Eline handed her the case, and Frédérique eagerly scrutinized and felt the gray leather and the gray velvet.

“Have you got the slightest idea who could have sent me that?” asked Eline, and she raised her arms in mock despair.

Frédérique shrugged her shoulders, and laid the case down.

“No—I really don’t know,” she said, somewhat coolly, and she looked with some curiosity into Eline’s hazel eyes.

An indefinable antipathy seemed to her to radiate from out of those gazelle-like eyes, and to lie hidden in the mock despair at the unknown giver. She cast not another glance at the universally admired fan, and during the remainder of the evening she was quieter than ever she had been before.

The torrent of presents had ceased. Madame van Erlevoort asked her guests to leave her two terribly disarranged drawing-rooms, full of paper, straw, bran, and rubbish, when Willem once more opened the doors of the dining-room, and the table, ready laid for supper, looked bright and inviting enough.
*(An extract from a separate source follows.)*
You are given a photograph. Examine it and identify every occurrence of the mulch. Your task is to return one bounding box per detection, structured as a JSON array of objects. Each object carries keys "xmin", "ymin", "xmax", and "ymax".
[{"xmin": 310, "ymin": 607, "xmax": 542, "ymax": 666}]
It was a gay and lively supper-party. Mr. Verstraeten kept Madame van Erlevoort and Betsy, between whom he was seated, amused with his jokes, and Mathilde, next to Betsy, often joined in the laughter. Henk, seated between his mother and his aunt, wanted nothing; whilst Otto and Eline were busily engaged in conversation, and Etienne chattered noisily with Lili and Marie.

“Freddie, how quiet you are, chère amie,” said Paul, as he took possession of a lobster salad, seeking in vain to set his little neighbour, generally animated enough, a-talking. “Didn’t receive enough presents to your liking, perhaps?”